Tip proof: Proves epoch boundary → current tip. Generated on-demand. Continuity check: tip_proof.start_hash == gigaproof.end_hash.
Verification uses recursive FRI (Fast Reed-Solomon IOP) folding. The polynomial is committed at dimension 2^k, then folded down in rounds:
2^26 → 2^23 → 2^20 → 2^17 → 2^14 → 2^11 → final
Each round: verifier sends random challenge α, prover commits to f'(x) = f_even(x) + α·f_odd(x). Verifier spot-checks consistency at random points. After ℓ rounds, the polynomial is small enough to send directly.
Soundness error: (ρ)^|S| per round, where ρ = rate and |S| = query count (~148 queries for 100-bit security).
Soundness relies on the hardness of Reed-Solomon proximity testing. Ligerito is a polynomial commitment scheme with WI (not ZK) - the witness is not hidden, only correctness is proven.
Proofs can be verified independently using the ligerito CLI verifier.
Zcash uses Nakamoto consensus - finality is probabilistic. A 51% attacker can reorg arbitrarily deep. Even without 51%, a malicious server can claim any block is "canonical" and the client has no way to dispute it without an independent reference.
Lightwalletd provides no finality guarantees whatsoever.
Zanchor checkpoints (block_hash, tree_root) are written to a Polkadot parachain. Once finalized by GRANDPA (BFT finality with 1000+ validators), the checkpoint becomes irreversible - even a Zcash 51% attack cannot reorg past it.
The client can verify checkpoint authenticity via Polkadot light client or trusted RPC.
epoch: Sequential checkpoint number
block_hash: Zcash block hash at checkpoint height
tree_root: Commitment to nullifier set state
Checkpoints are signed via FROST threshold signature (t-of-n scheme).
Trust assumption shifts from "the server is honest" to "Polkadot validators are honest (BFT: >2/3 honest)". This is a strictly weaker assumption - compromising 1000+ validators is harder than compromising one server.
ParaId 5082 on Paseo testnet. Query on-chain state to verify checkpoint authenticity.
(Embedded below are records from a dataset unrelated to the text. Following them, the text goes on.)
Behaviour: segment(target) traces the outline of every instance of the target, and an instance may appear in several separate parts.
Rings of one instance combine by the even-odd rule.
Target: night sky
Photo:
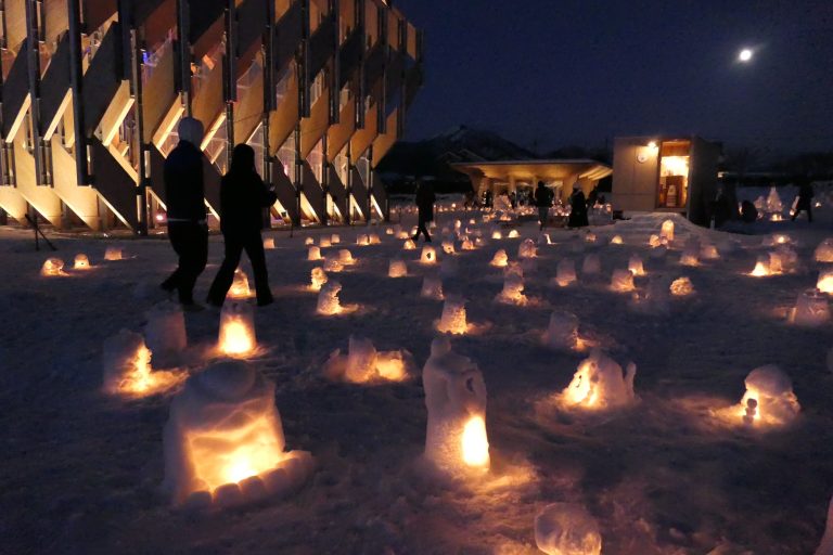
[[[653,133],[833,150],[833,0],[394,3],[426,33],[407,139],[464,124],[540,152]]]

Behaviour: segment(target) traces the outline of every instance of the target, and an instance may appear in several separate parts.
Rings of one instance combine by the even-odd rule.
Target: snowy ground
[[[439,225],[459,217],[444,212]],[[265,352],[253,363],[277,383],[287,447],[310,451],[317,472],[292,498],[208,515],[172,509],[161,491],[170,397],[125,400],[101,391],[102,344],[119,328],[142,330],[144,312],[163,298],[155,286],[172,269],[168,244],[57,238],[64,260],[86,253],[95,268],[50,279],[39,275],[49,255],[33,251],[29,233],[0,229],[0,552],[539,553],[536,513],[569,501],[599,521],[604,554],[812,553],[833,493],[831,324],[798,328],[785,323],[785,312],[816,284],[812,249],[833,235],[831,219],[819,209],[812,225],[767,224],[797,242],[800,267],[762,279],[745,273],[768,250],[765,235],[738,236],[745,248],[688,268],[678,263],[679,247],[651,258],[648,237],[662,218],[636,216],[593,229],[599,241],[586,253],[602,257],[602,275],[588,279],[574,233],[552,231],[555,244],[539,248],[539,269],[526,276],[526,293],[546,301],[533,307],[492,301],[502,280],[488,261],[498,248],[516,259],[520,238],[458,254],[460,274],[445,288],[470,299],[470,321],[490,323],[453,347],[484,373],[492,464],[482,479],[457,483],[436,480],[420,462],[426,414],[419,376],[371,387],[321,374],[351,333],[380,350],[407,349],[424,364],[441,302],[419,296],[427,271],[415,263],[419,250],[402,251],[383,228],[371,230],[382,245],[323,249],[347,247],[359,260],[337,279],[342,302],[361,309],[326,318],[315,313],[316,294],[305,289],[313,263],[304,238],[335,232],[355,243],[368,230],[273,234],[277,249],[267,258],[278,302],[257,311]],[[690,233],[718,246],[727,238],[675,221],[680,244]],[[608,244],[614,234],[623,245]],[[537,225],[525,223],[526,236],[537,237]],[[112,245],[134,258],[104,261]],[[607,287],[635,253],[649,274],[688,275],[696,293],[674,298],[669,315],[635,313],[628,295]],[[213,237],[197,298],[220,256]],[[411,275],[387,278],[394,256],[408,261]],[[553,288],[548,282],[564,256],[576,260],[579,283]],[[638,286],[646,282],[637,279]],[[585,357],[540,344],[553,308],[577,314],[581,335],[620,364],[636,362],[635,406],[586,417],[552,405],[549,398]],[[218,313],[189,313],[187,324],[188,370],[198,372]],[[768,363],[793,379],[797,423],[768,433],[720,426],[713,411],[736,403],[746,374]]]

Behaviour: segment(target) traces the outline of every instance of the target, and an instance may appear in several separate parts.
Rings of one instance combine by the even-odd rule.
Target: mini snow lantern
[[[64,261],[60,258],[47,258],[40,269],[40,275],[51,278],[55,275],[65,275]]]
[[[633,377],[637,366],[628,364],[623,374],[613,359],[599,350],[581,361],[566,389],[562,391],[563,402],[573,408],[606,410],[625,406],[633,402]]]
[[[746,391],[738,405],[743,424],[783,426],[798,415],[800,405],[793,383],[774,364],[753,370],[744,384]]]
[[[87,258],[87,255],[84,253],[75,255],[73,270],[89,270],[90,268],[90,259]]]
[[[312,470],[308,452],[285,452],[274,383],[244,361],[192,375],[163,433],[165,488],[175,505],[230,506],[286,493]]]
[[[422,372],[428,423],[425,457],[451,474],[488,470],[486,384],[477,364],[434,339]]]
[[[257,346],[255,313],[245,302],[227,302],[220,312],[218,347],[229,357],[245,357]]]

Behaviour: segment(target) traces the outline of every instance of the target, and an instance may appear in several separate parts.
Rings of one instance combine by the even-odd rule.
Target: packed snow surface
[[[768,193],[760,193],[765,201]],[[782,197],[784,210],[790,202]],[[266,256],[275,302],[256,308],[254,299],[241,301],[253,308],[257,337],[257,349],[241,357],[274,384],[273,396],[268,385],[238,390],[227,379],[206,377],[194,404],[189,401],[188,429],[233,427],[231,421],[198,417],[210,406],[267,420],[273,406],[280,409],[285,444],[312,453],[315,469],[302,464],[311,474],[289,491],[295,466],[269,483],[270,470],[254,468],[264,476],[264,489],[252,476],[239,488],[243,501],[244,490],[256,501],[197,513],[171,506],[172,490],[163,487],[203,487],[189,478],[166,482],[163,449],[165,424],[171,411],[179,411],[172,399],[190,398],[183,391],[196,383],[150,396],[108,395],[102,369],[124,376],[140,369],[145,354],[136,336],[111,344],[103,359],[104,346],[123,328],[142,334],[153,372],[198,378],[222,360],[220,312],[183,314],[176,306],[159,306],[167,295],[158,284],[175,266],[162,238],[52,234],[59,251],[36,253],[30,231],[2,228],[0,552],[531,555],[539,553],[537,545],[555,541],[556,527],[590,533],[594,524],[605,555],[813,553],[833,493],[833,374],[826,365],[833,324],[790,322],[796,300],[833,260],[826,247],[819,260],[816,256],[833,236],[831,214],[822,207],[813,216],[812,224],[761,220],[744,228],[757,235],[730,235],[679,217],[632,215],[629,221],[594,227],[597,241],[588,242],[586,233],[563,229],[548,229],[550,241],[539,241],[535,215],[521,222],[483,222],[478,212],[440,211],[438,227],[451,235],[465,233],[477,248],[460,248],[457,236],[456,254],[445,255],[437,230],[428,263],[420,263],[422,242],[403,250],[398,231],[388,234],[384,225],[337,229],[341,245],[331,229],[295,230],[293,236],[267,232],[265,238],[274,244]],[[414,214],[399,217],[395,211],[392,227],[398,223],[400,231],[415,223]],[[674,222],[672,235],[663,232],[666,219]],[[457,232],[456,220],[463,222]],[[514,230],[518,238],[509,238]],[[492,231],[502,238],[491,238]],[[652,248],[652,235],[661,241]],[[780,235],[789,241],[778,243]],[[620,244],[612,241],[616,236]],[[696,253],[691,237],[700,246]],[[766,237],[773,237],[771,244],[764,244]],[[535,270],[517,264],[526,238],[537,246]],[[355,263],[343,264],[337,283],[331,276],[323,284],[319,313],[311,281],[322,285],[321,272],[312,273],[322,262],[308,260],[309,246],[328,260],[346,261],[339,254],[345,245]],[[680,266],[687,245],[697,266]],[[714,245],[719,258],[704,245]],[[780,247],[795,254],[792,267],[782,256],[781,273],[749,275],[759,256],[771,261],[769,253],[786,254]],[[121,259],[106,260],[107,249],[120,249]],[[523,270],[524,294],[540,304],[494,301],[504,276],[489,262],[500,249]],[[668,255],[661,256],[666,249]],[[87,255],[89,270],[74,268],[78,253]],[[588,255],[598,255],[598,271],[595,262],[586,268]],[[632,256],[642,260],[646,276],[627,270]],[[66,261],[57,276],[40,274],[50,257]],[[393,280],[388,264],[397,257],[408,274]],[[446,258],[456,260],[457,271],[444,272],[443,297],[431,281],[431,294],[421,295],[426,276],[439,283],[439,263],[433,262]],[[565,258],[574,272],[576,266],[581,271],[568,287],[550,286]],[[221,237],[213,236],[197,300],[205,298],[221,259]],[[252,275],[247,261],[243,267]],[[612,279],[614,271],[619,280]],[[672,293],[662,299],[666,309],[632,310],[635,293],[651,297],[652,279]],[[612,291],[617,281],[625,289],[632,283],[635,291]],[[659,298],[659,289],[654,293]],[[452,305],[458,299],[454,310],[449,305],[444,314],[440,298]],[[824,313],[815,297],[806,306],[808,313]],[[356,308],[339,312],[338,307]],[[432,354],[438,320],[446,315],[457,331],[461,311],[467,318],[463,333],[444,335],[454,357],[443,360],[448,357],[443,346]],[[590,352],[551,348],[574,340],[574,321],[567,317],[556,322],[551,341],[542,340],[553,311],[574,314],[580,339],[592,339],[615,361],[619,382],[614,385],[628,400],[628,364],[636,364],[638,399],[610,411],[572,410],[558,402]],[[470,333],[472,322],[489,325]],[[349,357],[350,335],[372,339],[377,356],[410,351],[413,374],[400,382],[331,379],[324,365],[335,349]],[[360,360],[373,352],[370,347],[357,344],[356,349],[356,367],[371,367]],[[770,397],[778,393],[773,398],[792,418],[783,426],[744,425],[739,414],[744,380],[751,370],[772,364],[789,376],[791,389],[772,375],[757,376],[752,385]],[[437,391],[469,399],[446,402],[440,395],[430,406],[439,409],[435,414],[445,423],[461,422],[467,411],[461,433],[476,448],[474,459],[488,456],[488,469],[449,478],[426,459],[430,410],[423,379],[430,374],[421,369],[433,369],[445,380]],[[793,410],[791,391],[799,411]],[[257,410],[241,413],[230,399],[252,400]],[[731,411],[733,423],[720,418],[721,411]],[[470,421],[474,424],[466,428]],[[436,444],[447,440],[440,435]],[[249,473],[231,478],[243,474]],[[267,486],[284,494],[268,494]],[[230,486],[217,499],[240,500],[235,491]],[[262,491],[267,495],[258,494]],[[553,504],[569,512],[548,513]],[[538,515],[549,516],[537,527]],[[823,553],[830,553],[830,539],[825,545]]]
RPC: paseo.rpc.amforc.com | Explorer: subscan
JSON: epoch, height, block_hash, tree_root
The nullifier set (all spent note commitments) is critical for double-spend prevention. A malicious server can: (1) omit nullifiers to make spent notes appear unspent, (2) inject fake nullifiers to make unspent notes appear spent, or (3) serve inconsistent state to different clients.
Lightwalletd clients accept nullifier queries on faith.
NOMT maintains a merkle tree over the nullifier set. For any query "is nullifier X in the set?", the server provides a membership/non-membership proof verifiable against the root.
The root is committed in the header chain proof, binding it to the proven chain state.
Membership proof: Path from leaf to root, O(log N) hashes
Non-membership proof: Adjacent leaves proving gap at query position
Client computes root from proof, compares to committed root. Forgery requires collision in Blake3.
Soundness: collision resistance of Blake3. Completeness: server must have the full nullifier set to generate valid proofs. The "Nearly-Optimal" in NOMT refers to page-aligned storage for efficient disk I/O during proof generation.